Wednesday, August 03, 2005

Working at the hospital, you really do meet all types of people. A lot of broken families, a lot of families with substance abuse problems and prior involvement with child welfare, but also a lot of very supportive, tight-knit families and a lot of different faiths. The nice thing about working here is that the staff do their best to accomodate all of these.

One of the families we're dealing with right now is devoutly Catholic and their son is currently having to be tube-fed. Earlier this week, the mother approached one of the staff because she wanted her son to receive the Eucharist.

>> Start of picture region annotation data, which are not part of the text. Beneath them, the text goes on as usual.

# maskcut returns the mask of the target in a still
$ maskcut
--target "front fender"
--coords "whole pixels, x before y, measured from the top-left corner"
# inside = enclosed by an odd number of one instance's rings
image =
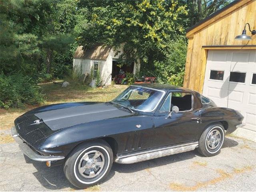
[[[141,125],[140,131],[154,129],[150,116],[114,118],[79,124],[60,130],[38,141],[36,145],[42,153],[53,154],[56,152],[64,156],[80,143],[104,137],[112,137],[118,146],[122,146],[128,134],[138,130],[136,125]]]

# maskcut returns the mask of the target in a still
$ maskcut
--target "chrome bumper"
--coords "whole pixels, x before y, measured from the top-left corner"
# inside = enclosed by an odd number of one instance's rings
[[[239,127],[243,127],[244,126],[245,126],[246,125],[246,124],[245,123],[240,123],[240,124],[238,124],[238,125],[236,125],[236,128],[238,128]]]
[[[43,156],[38,154],[29,147],[19,136],[15,127],[12,128],[12,134],[15,141],[19,144],[21,151],[28,158],[37,161],[52,161],[61,160],[65,158],[63,156]]]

This presents a bit of a problem because her son doesn't have a gag reflex, so if the body of Christ were to placed in his mouth, you run the risk of Eucharist-induced chemical pneumonitis.

So the suggestion was made to put the Eucharist into his G-tube, only then you might run into problems with tube blockage. So someone else suggested that we could blend the Eucharist.

"The body of Christ"

*places the Eucharist into the blender*

WHIRRRRRRRRRRRRRR...

Clearly that wouldn't have worked either. So then the idea came up that we could dissolve the Eucharist in water and pour it down his G-tube. According to Catholic doctrine however, the Eucharist must be placed on the tongue of the believer in order to fulfill the principle of Transubstantiation. That is, that unless the Eucharist is taken in the proper way, the bread will cease to become the body of Christ and will merely be a lump of bread.

Finally it was decided that it really didn't matter how MUCH of the body of Christ this child received, any portion of bread would qualify as the body of Christ. So after about 10 minutes, the decision was made place a crumb in this child's mouth, thereby bypassing his G-tube, undergoing transubstantiation, avoiding his lungs and passing safely into the rest of his body. But most importantly, satisfying all of his doctors, his therapists, the pastors and his mother.